Contrary to what many people might think, more Canadian companies in the software arena have acquired foreign companies than foreign companies acquired Canadian, according to one industry insider.
“Most of what you see on foreign investment in Canada is the view that all the best Canadian companies are being taken over by foreigners. Well the truth of the matter is that if you examine the statistics you find out that it’s a two-way street,” said Ottawa-based David Paterson, national director, public affairs with the Canadian Advanced Technology Alliance (CATAAlliance) — a business development association dedicated to Canadian organizations. “Canadian high-tech companies are very active in the acquisition game.”
Paterson, who has been gathering information on mergers and acquisitions in the software and computer services industry since 1987 for the CATAAlliance, was also a specialist in the area when he worked at Industry Canada.
Earlier this month, Statistics Canada released some information on the flow of investment in and out of Canada, identifying the hardware side of the high-tech industry as one of the areas where there is a lot of activity weighing heavily in favour of Canada.
The study, called Cross-border Acquisitions: A Canadian Perspective, showed that Canadian companies in the electrical and electronic components industry made 86 foreign acquisitions valued at $53.8 billion from 1997 to 2002. Foreigners acquired only 62 Canadian companies worth $30.6 billion in the same timeframe.
Paterson’s numbers reflect similar findings, specifically in 2001 and 2001. For example, in 2001 Canadian software companies acquired 23 foreign companies for $951.9 million and foreign companies only spent $719.7 million.
“So this perception that all the good Canadian companies are being taken over is not correct,” he said. “It’s a much more balanced situation than people think first off.”
This means that Canada has a strong and aggressive high-tech industry and is very effective in the global market. Canada is also able to compete on a global scale, Paterson explained.
“It would be nice if foreigners never took over a Canadian high-tech company, but the reality of world markets is that it’s not the way the world works.”
In the past five years, the only time the numbers flew the other direction in support of the foreign companies, was in 2000. Paterson said this was the peak year in the dot-com boom and the activity in the mergers and acquisitions arena was dependent on swings in the equity markets. In 2000, foreigners paid $6.6 billion to acquire Canadian software companies but Canadians were spending just under half that with $3.4 billion.

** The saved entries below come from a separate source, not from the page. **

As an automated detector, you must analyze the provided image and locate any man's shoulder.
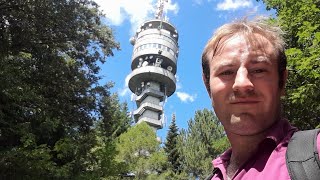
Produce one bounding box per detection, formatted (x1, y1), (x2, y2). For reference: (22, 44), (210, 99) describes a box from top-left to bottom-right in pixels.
(286, 129), (320, 180)
(318, 131), (320, 156)
(286, 129), (320, 158)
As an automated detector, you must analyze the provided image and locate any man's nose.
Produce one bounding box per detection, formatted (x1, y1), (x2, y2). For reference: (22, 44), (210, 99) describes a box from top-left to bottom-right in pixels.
(232, 68), (254, 92)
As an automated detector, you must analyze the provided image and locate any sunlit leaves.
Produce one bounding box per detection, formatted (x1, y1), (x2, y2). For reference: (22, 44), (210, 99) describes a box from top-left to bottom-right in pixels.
(116, 122), (166, 179)
(259, 0), (320, 129)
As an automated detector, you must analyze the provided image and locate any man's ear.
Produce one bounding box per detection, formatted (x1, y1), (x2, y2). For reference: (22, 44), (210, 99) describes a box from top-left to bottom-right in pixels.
(280, 69), (288, 96)
(202, 73), (211, 97)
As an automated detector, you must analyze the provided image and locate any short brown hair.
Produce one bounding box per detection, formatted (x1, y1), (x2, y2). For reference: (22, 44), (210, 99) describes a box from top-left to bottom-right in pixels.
(201, 17), (287, 93)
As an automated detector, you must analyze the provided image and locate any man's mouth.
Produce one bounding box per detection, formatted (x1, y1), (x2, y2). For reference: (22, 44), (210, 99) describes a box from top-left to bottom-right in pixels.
(230, 99), (260, 104)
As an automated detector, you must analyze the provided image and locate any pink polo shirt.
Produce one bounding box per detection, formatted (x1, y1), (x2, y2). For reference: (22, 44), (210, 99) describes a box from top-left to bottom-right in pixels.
(211, 119), (320, 180)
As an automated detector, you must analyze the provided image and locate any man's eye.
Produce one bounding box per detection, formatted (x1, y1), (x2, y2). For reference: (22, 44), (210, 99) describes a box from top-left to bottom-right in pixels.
(252, 69), (266, 73)
(220, 71), (234, 76)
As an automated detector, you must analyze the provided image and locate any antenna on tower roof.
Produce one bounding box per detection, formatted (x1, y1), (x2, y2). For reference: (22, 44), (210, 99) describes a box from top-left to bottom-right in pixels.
(155, 0), (168, 20)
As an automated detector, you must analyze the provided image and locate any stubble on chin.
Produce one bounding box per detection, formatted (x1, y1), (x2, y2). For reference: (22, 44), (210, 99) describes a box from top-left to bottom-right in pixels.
(226, 113), (266, 136)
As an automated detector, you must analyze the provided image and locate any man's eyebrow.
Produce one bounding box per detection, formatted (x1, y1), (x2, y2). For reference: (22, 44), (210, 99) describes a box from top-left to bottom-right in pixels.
(249, 56), (272, 65)
(212, 60), (236, 71)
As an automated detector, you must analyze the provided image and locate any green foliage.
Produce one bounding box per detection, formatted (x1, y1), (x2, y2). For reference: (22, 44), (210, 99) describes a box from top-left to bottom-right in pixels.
(116, 122), (167, 179)
(258, 0), (320, 129)
(91, 93), (131, 179)
(88, 139), (126, 179)
(0, 0), (129, 179)
(177, 109), (229, 179)
(98, 93), (131, 140)
(164, 114), (181, 173)
(147, 149), (168, 173)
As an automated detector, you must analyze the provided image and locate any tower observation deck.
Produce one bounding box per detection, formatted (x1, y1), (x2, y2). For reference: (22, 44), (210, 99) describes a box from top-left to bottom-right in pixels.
(127, 0), (179, 131)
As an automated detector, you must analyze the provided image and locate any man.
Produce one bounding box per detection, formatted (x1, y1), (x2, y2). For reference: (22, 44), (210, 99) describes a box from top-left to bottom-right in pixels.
(201, 18), (320, 179)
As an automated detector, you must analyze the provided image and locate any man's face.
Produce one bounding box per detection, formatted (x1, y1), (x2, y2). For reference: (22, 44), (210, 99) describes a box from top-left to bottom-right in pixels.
(207, 33), (286, 136)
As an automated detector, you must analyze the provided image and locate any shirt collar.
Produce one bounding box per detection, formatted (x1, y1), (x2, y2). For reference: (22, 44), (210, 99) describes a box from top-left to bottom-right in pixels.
(264, 118), (297, 145)
(212, 118), (297, 167)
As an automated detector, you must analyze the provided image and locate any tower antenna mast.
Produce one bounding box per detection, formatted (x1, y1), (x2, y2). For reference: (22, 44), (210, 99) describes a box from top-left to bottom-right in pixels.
(155, 0), (168, 20)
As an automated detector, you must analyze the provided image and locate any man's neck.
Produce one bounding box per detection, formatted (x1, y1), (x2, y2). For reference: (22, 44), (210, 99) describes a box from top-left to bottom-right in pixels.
(226, 131), (267, 179)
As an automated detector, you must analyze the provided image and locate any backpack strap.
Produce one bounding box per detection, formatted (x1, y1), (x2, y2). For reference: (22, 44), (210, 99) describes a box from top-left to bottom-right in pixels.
(205, 167), (220, 180)
(286, 129), (320, 180)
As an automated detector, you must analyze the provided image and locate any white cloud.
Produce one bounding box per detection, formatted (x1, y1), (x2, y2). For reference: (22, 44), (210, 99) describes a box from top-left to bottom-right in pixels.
(176, 82), (182, 90)
(176, 91), (197, 103)
(119, 87), (130, 97)
(124, 74), (130, 87)
(192, 0), (204, 5)
(118, 74), (131, 97)
(175, 75), (182, 90)
(95, 0), (179, 33)
(251, 5), (259, 14)
(217, 0), (253, 11)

Paterson said the Canadian government and the high-tech industry does a good job of investing in research and development, but more money needs to be spent on marketing.
“Marketing is where Canada comes out short,” he explained. “We need to do things like improve the program for export market development and try to make it easier for companies to raise venture capital or fund themselves.”
“Give Canadian entrepreneurs the tools they need to market their products,” he added.